Its well known that 13th June is being Celebrated as National Pigeon Day in USA for some time now (with the help of New York Bird Club member Anna Dove).

However the concept of 13th June as International Pigeon Appreciation Day is relatively new around the world.

Do you know which other country beside USA is celebrating this Day?

Also.. Please Share if You Have Any Other Info About the Day.


----------



## Jass SamOplay (May 29, 2012)

Oh my heck.... I just told someone that 13 june is international pigeon day. The person asked me, do we shoot pigeons on that day? Are you serious right now?

We pigeon lovers need to create awareness.

Thanks ssuracer for bringing up this topic and welcome to the forum...


----------



## ssu360racer (Jan 4, 2017)

Thank you Jass..
I think people dont know much about this day since its relatively new.

I believe it was first celebrated in New York 2009 as National Pigeon Day.

Later on, the trend started moving toward as an International event and now is being called International Pigeon Appreciation Day.

A country in Asia called Bangladesh has already got onto the trend.

And many fanciers there are already preparing to celebrate 13th June as we speak.


----------



## Jass SamOplay (May 29, 2012)

Thats great... It will be celebrated in Vancouver, Canada too.


----------



## ssu360racer (Jan 4, 2017)

It seems some people in London Appreciate this day as well...


----------



## FredaH (Apr 5, 2016)

Thanks for sharing this info as I had no idea. Gives me a perfect excuse for filling my Facebook timeline with my pidgies and some from the garden - must get treats in for them. Like a pigeon Christmas, lol.


----------



## Jay3 (May 4, 2008)

Your birds are adorable Freda.

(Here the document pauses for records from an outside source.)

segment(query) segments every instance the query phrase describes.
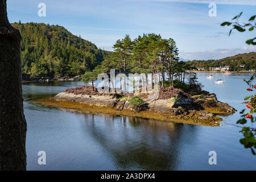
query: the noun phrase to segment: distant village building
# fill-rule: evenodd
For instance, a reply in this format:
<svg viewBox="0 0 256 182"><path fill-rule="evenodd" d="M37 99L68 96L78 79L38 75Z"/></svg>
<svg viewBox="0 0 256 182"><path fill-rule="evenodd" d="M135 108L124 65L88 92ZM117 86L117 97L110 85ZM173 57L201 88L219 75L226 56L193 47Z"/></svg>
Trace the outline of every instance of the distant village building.
<svg viewBox="0 0 256 182"><path fill-rule="evenodd" d="M215 70L215 71L220 70L220 67L212 67L212 68L210 68L210 70Z"/></svg>
<svg viewBox="0 0 256 182"><path fill-rule="evenodd" d="M214 71L226 71L229 69L229 65L225 65L224 67L212 67L210 68L210 70L214 70Z"/></svg>
<svg viewBox="0 0 256 182"><path fill-rule="evenodd" d="M224 66L224 67L222 67L221 68L221 70L222 71L229 70L229 66Z"/></svg>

Wouldn't think you would need a reason to fill your facebook timeline with their pictures.


----------



## FredaH (Apr 5, 2016)

Thank you Jay - here's the little lady who introduced me to the wonderful world of pigeons. 
And then there were seven!


----------



## Jay3 (May 4, 2008)

Awww! You take good pictures. She's a cutie. She looks like "Who........Me?"


----------



## YaSin11 (Jul 23, 2009)

*Happy International Pigeon Appreciation Day to All *



ssu360racer said:


> Thank you Jass..
> I think people dont know much about this day since its relatively new.
> 
> I believe it was first celebrated in New York 2009 as National Pigeon Day.
> ...


 Thanks for sharing this info ssu360racer. 

I am from Dhaka, Bangladesh. I was not aware of this. I will try to increase awareness. Thanks again.


----------



## Jass SamOplay (May 29, 2012)

I fed and spent time with the wild ones. It was so soothing. And tried to tell people how they risked their lives to save ours...


----------



## cwebster (Dec 11, 2010)

Love the photos! Happy Pigeon Day to all!


----------



## Jass SamOplay (May 29, 2012)

Thanks.... Happy Pigeon Appreciation Day my lovely pigeoneers... and toast to Pigeon Talk, an amazing platform; for bringing us together...
Cheers


----------



## ssu360racer (Jan 4, 2017)




----------



## Jass SamOplay (May 29, 2012)

How beautiful.....!!!


----------



## LeeLu (Sep 23, 2012)

Jass SamOplay said:


> How beautiful.....!!!


Agreed...AWESOME!


----------



## FredaH (Apr 5, 2016)

Aww what lovely posts and what a lovely forum with awesome members doing their best for all pigeons. Yes they certainly did risk their lives for us, where would the military have been without them in times of past conflicts? 
Wonderful birds who deserve the utmost respect and they'll always get it on PT.


----------



## Jay3 (May 4, 2008)

Jass SamOplay said:


> I fed and spent time with the wild ones. It was so soothing. And tried to tell people how they risked their lives to save ours...


That's a nice shot Jass. Thanks for sharing it. Hope you don't mind if I save it.
Mostly Blue Bar. I see mostly checks around here, with some Blue Bars mixed in.


----------